Later I asked McCartney if her Mini was turbocharged.
She laughed. After a moment she said: “My mum used to have a Mini Cooper. She had it custom-sprayed this metallic hot pink. She had a little microphone put in it, and she would sing to her eight-track. And she had a bench seat put in the front, and she’d always have four dogs in the back. My mum was renowned for collecting us late from school. I’d be on the village lane in Peasmarsh, and all of sudden — yeeooww — racing around the corner was this pink Mini with Neil Young screaming out.”
McCartney is in many ways her mother’s daughter. Like Linda, who died in 1998, McCartney doesn’t often wear makeup or fuss with her hair (though she doesn’t go so far as to cut it herself, as her mother did) or worry much about her critics. That so many of her designs seem to say, “This is me, whether you like it or not,” suggests the depth of her mother’s influence.
“She’s a paradox, I’ve always thought,” says Andrea Barron, a documentary-film producer, who has been a close friend of McCartney’s for more than 20 years. “She’s as male as she is female. She’s as feminine as she is strong. She’s always present. She’s one of those people, if you’re talking, who listens. She’s got balls, but she’s gentle. Every paradox, and I’ve thought this since Day 1.” For good or bad, contrast — the stylistic refuge of many designers in the past 20 years — is also at the heart of McCartney’s fashion, with a masculine pajama print complemented by a swirly white trim taken from a ceramic pattern, a combination she used recently for minidresses. But she does the effect well, in a way that feels true to her.
The seesawing between one thing and the other relates, naturally, to her upbringing: the public/private nature of Paul and Linda’s life, the to and fro between her “more gritty Liverpool side,” as she put it, and her cosmopolitan, well-to-do American side. In a work or social situation, you can almost see her drawing from both parts of herself, her conversational manner direct and mildly ironic. (One person, commenting on her ability to make people feel special, said, “I can never work out when it’s completely natural and when it isn’t.”)

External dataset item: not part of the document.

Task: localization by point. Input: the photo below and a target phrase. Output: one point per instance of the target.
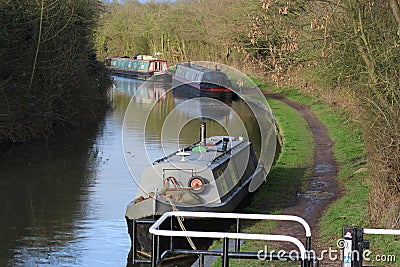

Perhaps the most obvious way her parents have influenced her is in her thinking about animal cruelty. She is the only high-end designer who makes exclusively nonleather handbags and shoes. Her Falabella bags, which feature a chain detail along the edge, are hugely popular — according to Lukoff, accessory sales have grown fourfold in the last three years. Talking about her insistence on being leather-free, McCartney told me that she doesn’t think the rules of the fashion industry change very much. “They do on the design level, how a dress is made, but when it comes to how business is done, people pretty much follow the same rules,” she said. “Obviously I believe that using crocodile or leather to make a handbag is cruel. But it’s also not modern, you’re not pushing innovation.”